Frank Furedi has written a generally positive but critical review of James Heartfield’s Green Capitalism for the February spiked review of books. On the positive side he praises Heartfield’s critique of green consumerism. Furedi endorses the view that the critics of consumerism are as obsessed with consumption as the most ardent brand junkies:

“Ironically, green protest against consumerism doesn’t represent the rejection of consumption, but rather its moralisation. From a sociological perspective, green consumption can be seen as a new form of conspicuous consumption. This is consumption for effect. Consumption apparently must no longer be an impulsive act of buying – rather it has become a massively over-examined experience, and both a moral statement and an affirmation of status and identity. In the nineteenth century, theories of commodity fetishism noted the growing tendency for people to live through things – commodities appeared to acquire a life of their own through the working of the market. In the world of green consumerism, the fetish of commodities acquires an unprecedented significance. Things are assigned human and ethical significance.
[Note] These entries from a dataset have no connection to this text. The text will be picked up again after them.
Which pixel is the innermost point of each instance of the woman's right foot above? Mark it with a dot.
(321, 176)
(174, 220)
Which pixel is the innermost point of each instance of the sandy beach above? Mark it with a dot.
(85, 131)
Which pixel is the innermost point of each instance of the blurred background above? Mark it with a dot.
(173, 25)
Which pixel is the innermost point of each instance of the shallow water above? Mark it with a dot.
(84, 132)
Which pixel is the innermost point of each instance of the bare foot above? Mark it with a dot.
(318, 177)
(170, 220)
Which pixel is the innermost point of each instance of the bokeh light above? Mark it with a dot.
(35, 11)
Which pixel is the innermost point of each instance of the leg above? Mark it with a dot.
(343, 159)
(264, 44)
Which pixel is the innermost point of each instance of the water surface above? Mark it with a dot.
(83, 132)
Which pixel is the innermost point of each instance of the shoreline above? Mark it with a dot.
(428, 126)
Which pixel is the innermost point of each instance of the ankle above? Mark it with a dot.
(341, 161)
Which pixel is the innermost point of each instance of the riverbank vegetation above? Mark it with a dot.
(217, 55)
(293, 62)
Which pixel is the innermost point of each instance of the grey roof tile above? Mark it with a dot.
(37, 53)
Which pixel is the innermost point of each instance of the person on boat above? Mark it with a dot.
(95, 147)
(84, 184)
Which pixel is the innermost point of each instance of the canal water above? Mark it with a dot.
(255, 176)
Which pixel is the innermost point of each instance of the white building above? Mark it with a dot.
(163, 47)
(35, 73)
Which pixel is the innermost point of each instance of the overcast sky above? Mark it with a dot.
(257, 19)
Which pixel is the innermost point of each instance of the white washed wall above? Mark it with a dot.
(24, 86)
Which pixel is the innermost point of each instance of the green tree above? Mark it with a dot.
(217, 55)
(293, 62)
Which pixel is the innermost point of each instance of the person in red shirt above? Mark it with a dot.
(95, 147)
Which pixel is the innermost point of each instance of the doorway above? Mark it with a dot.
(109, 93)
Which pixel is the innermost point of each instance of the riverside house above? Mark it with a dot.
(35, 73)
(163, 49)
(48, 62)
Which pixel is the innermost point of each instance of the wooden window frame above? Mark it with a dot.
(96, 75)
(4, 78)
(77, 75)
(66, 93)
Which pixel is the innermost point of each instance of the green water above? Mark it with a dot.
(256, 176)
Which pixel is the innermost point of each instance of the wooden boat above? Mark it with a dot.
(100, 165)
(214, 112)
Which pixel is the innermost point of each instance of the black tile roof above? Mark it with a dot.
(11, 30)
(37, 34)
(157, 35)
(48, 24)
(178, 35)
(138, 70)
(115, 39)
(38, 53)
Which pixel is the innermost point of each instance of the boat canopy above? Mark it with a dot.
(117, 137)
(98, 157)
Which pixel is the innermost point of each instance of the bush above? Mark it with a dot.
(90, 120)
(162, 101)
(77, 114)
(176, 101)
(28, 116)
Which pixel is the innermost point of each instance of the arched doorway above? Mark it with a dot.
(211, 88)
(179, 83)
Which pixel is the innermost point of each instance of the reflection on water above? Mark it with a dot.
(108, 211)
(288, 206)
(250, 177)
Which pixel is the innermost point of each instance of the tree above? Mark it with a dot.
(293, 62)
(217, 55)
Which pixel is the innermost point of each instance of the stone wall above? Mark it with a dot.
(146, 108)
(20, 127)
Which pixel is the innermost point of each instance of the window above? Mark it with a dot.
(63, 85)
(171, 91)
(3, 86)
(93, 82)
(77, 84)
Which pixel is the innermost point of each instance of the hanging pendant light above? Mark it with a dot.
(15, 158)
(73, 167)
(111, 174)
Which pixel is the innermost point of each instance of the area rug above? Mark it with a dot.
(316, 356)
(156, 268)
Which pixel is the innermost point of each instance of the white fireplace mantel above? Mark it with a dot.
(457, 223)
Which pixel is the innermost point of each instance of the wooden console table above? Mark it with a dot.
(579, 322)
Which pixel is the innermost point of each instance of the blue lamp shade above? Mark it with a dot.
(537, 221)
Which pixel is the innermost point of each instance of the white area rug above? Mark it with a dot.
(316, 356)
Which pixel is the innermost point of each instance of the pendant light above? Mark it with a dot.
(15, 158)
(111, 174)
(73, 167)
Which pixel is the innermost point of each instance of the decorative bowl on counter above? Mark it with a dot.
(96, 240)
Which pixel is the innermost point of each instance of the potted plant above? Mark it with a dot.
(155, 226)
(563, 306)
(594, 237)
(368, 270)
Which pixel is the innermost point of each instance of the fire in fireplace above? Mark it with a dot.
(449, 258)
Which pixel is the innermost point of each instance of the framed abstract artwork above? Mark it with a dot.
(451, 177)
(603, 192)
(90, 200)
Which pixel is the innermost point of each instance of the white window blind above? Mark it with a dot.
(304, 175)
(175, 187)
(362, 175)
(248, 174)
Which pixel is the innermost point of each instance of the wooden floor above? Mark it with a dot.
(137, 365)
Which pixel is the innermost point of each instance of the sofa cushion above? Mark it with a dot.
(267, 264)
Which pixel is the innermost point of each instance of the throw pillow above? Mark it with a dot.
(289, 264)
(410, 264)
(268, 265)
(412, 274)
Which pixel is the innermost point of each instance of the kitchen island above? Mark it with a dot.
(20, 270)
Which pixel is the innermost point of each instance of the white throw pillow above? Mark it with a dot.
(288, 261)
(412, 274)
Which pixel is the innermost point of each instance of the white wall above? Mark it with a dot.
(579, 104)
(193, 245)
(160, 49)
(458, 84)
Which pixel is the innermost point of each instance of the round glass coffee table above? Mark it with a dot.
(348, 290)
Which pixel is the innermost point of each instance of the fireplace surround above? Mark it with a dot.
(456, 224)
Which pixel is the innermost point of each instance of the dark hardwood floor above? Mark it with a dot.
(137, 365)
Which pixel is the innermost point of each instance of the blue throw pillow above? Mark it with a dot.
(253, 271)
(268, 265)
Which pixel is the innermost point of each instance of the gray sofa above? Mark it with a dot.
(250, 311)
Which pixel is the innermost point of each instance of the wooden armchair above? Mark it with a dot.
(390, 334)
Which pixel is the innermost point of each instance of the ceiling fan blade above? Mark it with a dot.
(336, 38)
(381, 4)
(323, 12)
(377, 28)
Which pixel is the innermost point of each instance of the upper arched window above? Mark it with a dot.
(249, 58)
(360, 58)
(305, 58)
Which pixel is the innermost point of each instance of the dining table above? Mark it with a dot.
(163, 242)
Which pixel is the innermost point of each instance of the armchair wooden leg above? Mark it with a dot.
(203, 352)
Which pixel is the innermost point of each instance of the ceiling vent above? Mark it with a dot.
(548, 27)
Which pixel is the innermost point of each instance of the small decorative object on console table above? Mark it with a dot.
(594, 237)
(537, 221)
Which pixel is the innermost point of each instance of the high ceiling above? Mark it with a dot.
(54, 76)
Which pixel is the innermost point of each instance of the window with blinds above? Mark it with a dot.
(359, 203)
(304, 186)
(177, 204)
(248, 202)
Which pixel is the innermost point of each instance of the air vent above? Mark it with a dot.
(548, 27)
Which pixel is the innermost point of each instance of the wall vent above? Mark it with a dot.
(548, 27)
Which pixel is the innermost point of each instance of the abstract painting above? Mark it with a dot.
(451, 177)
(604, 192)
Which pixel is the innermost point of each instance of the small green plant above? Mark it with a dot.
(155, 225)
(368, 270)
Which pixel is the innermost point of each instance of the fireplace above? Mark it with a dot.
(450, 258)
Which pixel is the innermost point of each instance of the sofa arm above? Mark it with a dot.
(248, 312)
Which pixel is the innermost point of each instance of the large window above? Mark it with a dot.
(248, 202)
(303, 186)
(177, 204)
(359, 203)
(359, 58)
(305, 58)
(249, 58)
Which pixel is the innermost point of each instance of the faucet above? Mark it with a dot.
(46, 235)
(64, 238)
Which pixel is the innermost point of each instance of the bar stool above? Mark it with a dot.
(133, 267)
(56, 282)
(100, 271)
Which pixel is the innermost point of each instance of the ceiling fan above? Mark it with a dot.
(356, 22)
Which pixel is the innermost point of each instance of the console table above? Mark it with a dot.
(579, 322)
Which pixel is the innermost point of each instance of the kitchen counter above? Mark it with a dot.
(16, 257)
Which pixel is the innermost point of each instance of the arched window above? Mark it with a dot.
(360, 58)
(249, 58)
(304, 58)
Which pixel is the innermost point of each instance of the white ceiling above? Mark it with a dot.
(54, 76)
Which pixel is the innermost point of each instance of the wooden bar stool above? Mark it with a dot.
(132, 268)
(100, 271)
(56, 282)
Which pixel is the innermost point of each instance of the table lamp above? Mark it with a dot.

Thus we have the stigmatisation of certain foods as ‘evil’ and the rendering of other products as ‘ethical’.”

However, in his criticism of the book, Furedi argues that Heartfield is guilty of reading history backwards. Furedi says that it is wrong to portray the capitalist elite as deliberately setting out to engineer scarcity:

“What Green Capitalism characterises as the ‘engineering of scarcity’ could be more usefully described as the creation of new demands. Indeed, what is most striking today is not simply the rise of the celebration of scarcity, but the growing tendency to marketise every aspect of life. Under the banner of green capitalism, more and more features of economic life are being reorganised and restructured. Everything from the emission of carbon to the air we breathe to the water we drink has been transformed into a commodity. Arguments for protecting nature are really a demand for the gradual securitisation of the environment. Powerful forces insist on transforming every object of possible use into a value, in an attempt to subject them all to the influence of market transactions.”

When I get a chance I will read Green Capitalism and make my own mind up.